Keempat, sorotan internasional: jika ada pasal yang melanggar standar OECD atau FATF, PFII bisa menjadi isu diplomasi. Kelima, apakah pemerintah mengumumkan lokasi zona PFII (misalnya Batam, BSD, atau Nusantara) — ini akan menentukan sektor properti dan infrastruktur mana yang kebagian windfall.
Mengapa Ini Penting
Pengesahan RUU PFII akan menentukan langkah Indonesia dalam merebut pangsa pasar jasa keuangan global yang saat ini didominasi Singapura dan Hong Kong. Jika berhasil, ini bisa menjadi katalis investasi asing langsung, mendiversifikasi sumber pendanaan di luar utang dan pasar modal konvensional, serta memperkuat posisi tawar Indonesia di forum G20. Jika gagal karena tata kelola lemah atau insentif tidak kompetitif, Indonesia justru berisiko menjadi hub praktik keuangan menyimpang yang akan dijauhi investor institusional.
Dampak ke Bisnis
- Bagi perusahaan jasa keuangan (bank, asuransi, sekuritas) asing dan lokal: kejelasan zona PFII dapat mendorong relokasi kantor regional dari Singapura ke Indonesia, terutama untuk layanan treasury, wealth management, dan perdagangan derivatif.
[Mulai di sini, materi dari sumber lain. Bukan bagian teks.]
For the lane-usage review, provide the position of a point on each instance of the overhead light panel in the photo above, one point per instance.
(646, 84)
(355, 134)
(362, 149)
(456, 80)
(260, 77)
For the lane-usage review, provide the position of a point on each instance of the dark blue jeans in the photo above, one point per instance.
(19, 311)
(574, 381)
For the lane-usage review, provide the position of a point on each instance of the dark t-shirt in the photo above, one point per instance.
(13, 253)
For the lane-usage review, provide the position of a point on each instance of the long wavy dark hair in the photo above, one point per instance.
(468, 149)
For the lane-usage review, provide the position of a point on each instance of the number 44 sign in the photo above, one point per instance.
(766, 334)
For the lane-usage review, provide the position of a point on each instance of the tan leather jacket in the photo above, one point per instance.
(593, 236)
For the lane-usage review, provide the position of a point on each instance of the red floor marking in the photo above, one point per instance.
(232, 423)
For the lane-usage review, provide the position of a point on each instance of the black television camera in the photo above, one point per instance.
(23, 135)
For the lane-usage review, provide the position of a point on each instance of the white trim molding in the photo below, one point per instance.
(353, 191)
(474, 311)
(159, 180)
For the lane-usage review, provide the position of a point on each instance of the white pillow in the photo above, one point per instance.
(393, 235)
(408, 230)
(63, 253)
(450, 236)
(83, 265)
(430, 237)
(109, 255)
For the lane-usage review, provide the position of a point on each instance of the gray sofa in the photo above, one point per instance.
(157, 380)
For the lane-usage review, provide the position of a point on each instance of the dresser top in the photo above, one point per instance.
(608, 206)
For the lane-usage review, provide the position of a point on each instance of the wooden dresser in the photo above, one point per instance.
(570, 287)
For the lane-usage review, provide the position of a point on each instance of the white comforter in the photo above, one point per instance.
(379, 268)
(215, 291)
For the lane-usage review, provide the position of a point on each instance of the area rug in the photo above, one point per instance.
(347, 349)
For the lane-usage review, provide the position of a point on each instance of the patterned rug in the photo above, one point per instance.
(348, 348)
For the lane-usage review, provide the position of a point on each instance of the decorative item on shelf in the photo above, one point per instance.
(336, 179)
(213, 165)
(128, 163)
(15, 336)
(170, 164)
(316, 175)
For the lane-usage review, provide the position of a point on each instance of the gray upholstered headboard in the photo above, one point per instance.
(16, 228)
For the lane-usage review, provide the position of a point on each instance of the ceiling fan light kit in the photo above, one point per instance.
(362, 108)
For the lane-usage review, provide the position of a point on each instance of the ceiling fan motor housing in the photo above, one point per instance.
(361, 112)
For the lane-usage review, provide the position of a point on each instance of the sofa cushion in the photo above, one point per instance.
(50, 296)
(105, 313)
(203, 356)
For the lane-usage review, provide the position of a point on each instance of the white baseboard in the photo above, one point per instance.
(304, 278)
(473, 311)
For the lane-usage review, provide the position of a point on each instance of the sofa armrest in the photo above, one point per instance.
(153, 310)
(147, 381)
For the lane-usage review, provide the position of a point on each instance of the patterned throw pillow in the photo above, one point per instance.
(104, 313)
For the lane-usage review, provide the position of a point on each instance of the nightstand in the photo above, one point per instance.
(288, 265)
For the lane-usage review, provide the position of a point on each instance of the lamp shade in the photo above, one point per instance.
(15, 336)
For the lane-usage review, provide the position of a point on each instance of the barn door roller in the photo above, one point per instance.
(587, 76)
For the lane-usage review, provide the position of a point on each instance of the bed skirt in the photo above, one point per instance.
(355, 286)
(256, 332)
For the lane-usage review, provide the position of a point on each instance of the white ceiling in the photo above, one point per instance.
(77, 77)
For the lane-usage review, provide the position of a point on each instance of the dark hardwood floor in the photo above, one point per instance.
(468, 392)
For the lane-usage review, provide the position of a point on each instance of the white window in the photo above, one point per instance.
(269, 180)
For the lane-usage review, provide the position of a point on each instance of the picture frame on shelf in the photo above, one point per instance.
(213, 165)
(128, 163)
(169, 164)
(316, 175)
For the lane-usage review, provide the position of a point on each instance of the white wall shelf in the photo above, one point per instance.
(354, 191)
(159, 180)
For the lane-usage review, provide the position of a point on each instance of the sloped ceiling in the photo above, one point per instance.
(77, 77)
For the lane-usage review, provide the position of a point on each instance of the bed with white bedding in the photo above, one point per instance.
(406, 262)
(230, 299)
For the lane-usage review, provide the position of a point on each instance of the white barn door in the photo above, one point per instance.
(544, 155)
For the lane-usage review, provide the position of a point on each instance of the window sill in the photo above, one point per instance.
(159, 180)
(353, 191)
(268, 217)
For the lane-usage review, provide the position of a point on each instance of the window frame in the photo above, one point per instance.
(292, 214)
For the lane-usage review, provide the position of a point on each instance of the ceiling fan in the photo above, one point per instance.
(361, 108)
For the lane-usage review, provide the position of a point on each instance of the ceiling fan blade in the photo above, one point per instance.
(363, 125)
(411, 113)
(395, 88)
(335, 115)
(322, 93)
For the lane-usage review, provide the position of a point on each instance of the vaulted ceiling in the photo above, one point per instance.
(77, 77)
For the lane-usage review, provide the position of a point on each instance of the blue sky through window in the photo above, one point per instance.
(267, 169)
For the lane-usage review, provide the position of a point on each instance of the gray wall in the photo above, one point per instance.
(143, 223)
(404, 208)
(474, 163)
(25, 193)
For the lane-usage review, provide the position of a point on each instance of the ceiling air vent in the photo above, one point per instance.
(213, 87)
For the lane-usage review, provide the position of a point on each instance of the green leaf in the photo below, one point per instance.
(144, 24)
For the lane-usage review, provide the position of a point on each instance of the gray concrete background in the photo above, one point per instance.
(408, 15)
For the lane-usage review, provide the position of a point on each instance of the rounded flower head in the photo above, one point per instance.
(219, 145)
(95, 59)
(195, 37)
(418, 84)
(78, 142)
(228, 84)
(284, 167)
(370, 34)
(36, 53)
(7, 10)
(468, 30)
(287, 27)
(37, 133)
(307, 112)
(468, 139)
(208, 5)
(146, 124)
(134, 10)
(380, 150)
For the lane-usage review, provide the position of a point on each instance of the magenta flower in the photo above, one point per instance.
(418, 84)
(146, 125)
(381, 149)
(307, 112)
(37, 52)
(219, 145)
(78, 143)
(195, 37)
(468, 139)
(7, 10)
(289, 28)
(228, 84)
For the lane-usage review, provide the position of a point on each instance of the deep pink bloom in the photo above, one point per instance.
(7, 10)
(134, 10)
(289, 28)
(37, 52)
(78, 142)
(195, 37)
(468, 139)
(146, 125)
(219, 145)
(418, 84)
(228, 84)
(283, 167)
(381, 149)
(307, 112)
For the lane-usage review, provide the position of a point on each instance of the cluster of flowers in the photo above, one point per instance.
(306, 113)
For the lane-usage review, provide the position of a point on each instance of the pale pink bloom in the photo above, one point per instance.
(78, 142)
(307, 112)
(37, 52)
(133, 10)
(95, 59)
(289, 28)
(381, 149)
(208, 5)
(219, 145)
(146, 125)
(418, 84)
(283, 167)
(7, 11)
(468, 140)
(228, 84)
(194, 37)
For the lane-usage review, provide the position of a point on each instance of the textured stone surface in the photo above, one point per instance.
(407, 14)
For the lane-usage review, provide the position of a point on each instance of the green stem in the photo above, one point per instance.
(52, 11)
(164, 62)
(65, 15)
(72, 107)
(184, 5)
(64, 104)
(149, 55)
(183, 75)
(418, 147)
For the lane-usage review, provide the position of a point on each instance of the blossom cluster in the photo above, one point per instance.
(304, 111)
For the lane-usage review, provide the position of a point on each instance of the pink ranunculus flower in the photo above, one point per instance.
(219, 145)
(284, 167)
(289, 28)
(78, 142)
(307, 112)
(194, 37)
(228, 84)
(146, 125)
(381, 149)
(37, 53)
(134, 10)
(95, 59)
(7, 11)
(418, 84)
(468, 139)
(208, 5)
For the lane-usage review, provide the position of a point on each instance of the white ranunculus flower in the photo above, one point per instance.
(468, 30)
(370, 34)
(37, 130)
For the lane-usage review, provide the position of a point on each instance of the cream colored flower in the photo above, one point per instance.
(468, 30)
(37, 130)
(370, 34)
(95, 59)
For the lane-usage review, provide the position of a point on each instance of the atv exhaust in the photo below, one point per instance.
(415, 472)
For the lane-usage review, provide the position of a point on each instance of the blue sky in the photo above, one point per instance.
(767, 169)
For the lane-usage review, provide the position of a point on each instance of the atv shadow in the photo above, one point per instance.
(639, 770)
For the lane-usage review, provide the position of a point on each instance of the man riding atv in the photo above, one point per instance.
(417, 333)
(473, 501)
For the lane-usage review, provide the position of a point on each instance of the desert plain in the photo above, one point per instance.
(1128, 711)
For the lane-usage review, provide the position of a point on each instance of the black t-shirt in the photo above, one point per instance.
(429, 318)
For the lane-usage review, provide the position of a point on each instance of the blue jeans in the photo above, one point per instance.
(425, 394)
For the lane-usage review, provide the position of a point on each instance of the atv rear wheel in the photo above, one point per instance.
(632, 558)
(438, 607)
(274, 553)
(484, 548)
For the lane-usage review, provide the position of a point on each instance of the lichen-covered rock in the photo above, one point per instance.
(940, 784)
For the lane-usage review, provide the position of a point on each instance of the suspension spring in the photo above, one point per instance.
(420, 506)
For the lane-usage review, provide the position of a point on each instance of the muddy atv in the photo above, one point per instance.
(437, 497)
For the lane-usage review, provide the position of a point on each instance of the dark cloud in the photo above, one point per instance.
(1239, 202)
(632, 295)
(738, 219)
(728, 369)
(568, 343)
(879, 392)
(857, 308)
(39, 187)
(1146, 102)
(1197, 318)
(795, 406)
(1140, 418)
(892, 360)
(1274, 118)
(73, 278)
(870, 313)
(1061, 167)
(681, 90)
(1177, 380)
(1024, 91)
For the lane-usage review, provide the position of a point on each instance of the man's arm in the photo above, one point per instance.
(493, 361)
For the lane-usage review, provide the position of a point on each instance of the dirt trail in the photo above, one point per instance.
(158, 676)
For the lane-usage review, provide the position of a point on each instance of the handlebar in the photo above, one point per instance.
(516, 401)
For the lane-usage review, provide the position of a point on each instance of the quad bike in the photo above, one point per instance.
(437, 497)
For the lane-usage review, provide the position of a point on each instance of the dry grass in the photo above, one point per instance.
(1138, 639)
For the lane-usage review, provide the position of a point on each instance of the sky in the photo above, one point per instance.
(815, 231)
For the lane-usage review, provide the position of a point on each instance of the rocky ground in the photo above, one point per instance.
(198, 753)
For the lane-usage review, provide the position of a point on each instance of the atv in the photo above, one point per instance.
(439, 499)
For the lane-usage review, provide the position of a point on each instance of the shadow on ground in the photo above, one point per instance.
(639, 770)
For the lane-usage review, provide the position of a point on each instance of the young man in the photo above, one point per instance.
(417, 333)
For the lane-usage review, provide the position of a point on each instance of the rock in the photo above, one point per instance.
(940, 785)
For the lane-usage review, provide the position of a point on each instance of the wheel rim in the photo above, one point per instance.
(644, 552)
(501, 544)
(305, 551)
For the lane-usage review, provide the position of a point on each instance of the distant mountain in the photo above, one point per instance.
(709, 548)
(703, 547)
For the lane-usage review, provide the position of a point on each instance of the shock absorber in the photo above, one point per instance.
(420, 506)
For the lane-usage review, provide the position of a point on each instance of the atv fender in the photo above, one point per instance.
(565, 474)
Namun, biaya adaptasi regulasi dan perpajakan baru perlu diperhitungkan.
- Bagi emiten properti dan infrastruktur: lokasi PFII yang ditetapkan (misalnya BSD, Batam, atau IKN) akan mendongkrak permintaan lahan perkantoran premium, residensial ekspatriat, dan insfrastruktur pendukung. Perusahaan seperti BSD, LPKR, atau pemilik lahan di dekat zona calon PFII berpotensi mendapat katalis.
- Bagi pemerintah pusat dan daerah: PFII berpotensi menambah penerimaan pajak dari aktivitas keuangan internasional dan menciptakan lapangan kerja sektor jasa. Namun, perlu ada investasi besar di SDM dan infrastruktur digital — beban fiskal jangka pendek yang harus ditanggung di tengah defisit APBN yang sudah lebar.
Yang Perlu Dipantau
- Yang perlu dipantau: jadwal pembahasan Panja mulai 2 Juli hingga 20 Juli — jika ada penundaan atau tarik ulur antar fraksi, target pengesahan 21 Juli terancam gagal.
- Risiko yang perlu dicermati: jika draf akhir tidak mencantumkan klausul AML/CFT yang memadai, PFII bisa mendapat sorotan dari FATF, yang berujung pada peningkatan biaya transaksi internasional dan penurunan minat investor institusional.
- Sinyal penting: pengumuman resmi insentif perpajakan dan lokasi PFII — tarif PPh badan khusus (misalnya 10% atau tax holiday 15 tahun) akan menentukan daya saing dibandingkan Singapura dan Hong Kong.
Analisis ini dibuat oleh sistem AI Feedberry berdasarkan sumber berita publik dan tidak merupakan saran investasi atau keputusan bisnis. Selalu verifikasi dengan sumber primer.